As stated, this isn't possible with encryption enabled by quantum key exchange, either, nor is it an intended goal of the procedure. Quantum key exchange empowers integrity in the cryptographic key exchange process, but it doesn't intrinsically do anything to empower confidentiality (encryption) or authentication. If you successfully share a key with another party using a channel established via quantum entanglement, you will be (theoretically) capable of discerning with certainty whether or not there has been an attempt to record the key "outside" the channel.

The quantum innovation ceases once the key has been successfully shared. The ciphertexts encrypted with a key shared via quantum key exchange are just like ciphertexts encrypted with a key shared via traditional key exchange. They will not "break" if observed by an unauthorized party; in fact, there is no way to endow a ciphertext with that property. Either a party has the correct key or the don't, but the ciphertext will not "self-destruct" or cease to become usable if the incorrect key is used.

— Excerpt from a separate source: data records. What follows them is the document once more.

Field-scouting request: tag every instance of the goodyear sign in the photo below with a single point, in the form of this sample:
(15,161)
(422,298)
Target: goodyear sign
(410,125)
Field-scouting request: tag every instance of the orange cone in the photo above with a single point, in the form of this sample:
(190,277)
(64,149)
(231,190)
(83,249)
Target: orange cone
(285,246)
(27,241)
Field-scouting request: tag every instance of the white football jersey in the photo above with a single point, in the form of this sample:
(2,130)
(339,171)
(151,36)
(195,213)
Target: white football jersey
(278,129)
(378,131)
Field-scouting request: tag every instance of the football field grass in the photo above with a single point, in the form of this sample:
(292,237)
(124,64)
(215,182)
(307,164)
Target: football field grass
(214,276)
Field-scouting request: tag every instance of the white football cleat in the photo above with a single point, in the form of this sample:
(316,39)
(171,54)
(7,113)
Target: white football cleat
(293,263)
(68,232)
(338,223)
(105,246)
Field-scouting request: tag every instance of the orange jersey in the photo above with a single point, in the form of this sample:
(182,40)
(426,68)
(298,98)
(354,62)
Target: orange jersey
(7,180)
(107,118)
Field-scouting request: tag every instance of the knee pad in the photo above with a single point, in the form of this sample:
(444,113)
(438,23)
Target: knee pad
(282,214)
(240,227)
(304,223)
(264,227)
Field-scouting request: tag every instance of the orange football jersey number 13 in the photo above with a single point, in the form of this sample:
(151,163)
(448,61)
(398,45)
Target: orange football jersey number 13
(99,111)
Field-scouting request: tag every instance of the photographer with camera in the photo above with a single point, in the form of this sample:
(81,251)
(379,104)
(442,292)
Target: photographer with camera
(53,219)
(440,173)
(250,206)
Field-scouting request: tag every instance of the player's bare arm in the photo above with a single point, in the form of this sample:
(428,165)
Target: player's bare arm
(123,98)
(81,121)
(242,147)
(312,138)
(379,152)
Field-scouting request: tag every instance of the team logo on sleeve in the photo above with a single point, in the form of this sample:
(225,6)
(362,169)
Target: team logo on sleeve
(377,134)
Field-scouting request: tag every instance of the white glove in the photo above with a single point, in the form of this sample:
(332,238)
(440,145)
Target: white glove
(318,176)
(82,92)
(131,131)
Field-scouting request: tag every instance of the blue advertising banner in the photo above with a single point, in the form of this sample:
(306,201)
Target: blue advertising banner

I feel this is an important nit to pick because even if you understand this, others reading your comment might not. Conceptually speaking, assurance of secure channel integrity is very different from assurance of confidentiality. It would be more accurate to say that in a quantum channel, you could exchange information in such a way that it cannot feasibly be read or tampered with; however, if the ciphertext were extracted from that channel, it would not be meaningfully different from a ciphertext extracted from TLS.

Now with how complicated and costly creation of the entangled particles will be, I'm assuming that usage like this will be very very rare, but it's still possible.

Sure, I'm not saying you can't achieve information theoretic security. My point here is that discussion of quantum key exchange should use precision in terminology - integrity and confidentiality are meaningfully different. If the ciphertext from a quantum channel is extracted (in whatever way), it is not more secure than a ciphertext in which the keys were shared in person and promptly destroyed via Cold War-era means. You won't be aware of an adversary trying to break the encryption once they have it in their possession, and the ciphertext won't "break" if plied with an incorrect key (though it would be secure for other reasons). Rather, you'd know if the key exchange process is being broken, or if information was not transmitted correctly.

Edit: This kind of observation would already require physical access to the communications medium (e.g. a fiber optic cable). So if you could DoS a quantum encrypted channel by measuring it, you could equally well DoS a classical channel by just cutting the fiber.

The comment just above mine, which does a better job than me of explaining the degree of access required.

Besides which, it’s not as though you can only use this. You try your quantum channel first, and if it’s down you know you’re under attack, and act accordingly with your Classical backups.

Replacing that with a system where your adversary can't see your message, and neither can your correspondent, is a downgrade, not an upgrade.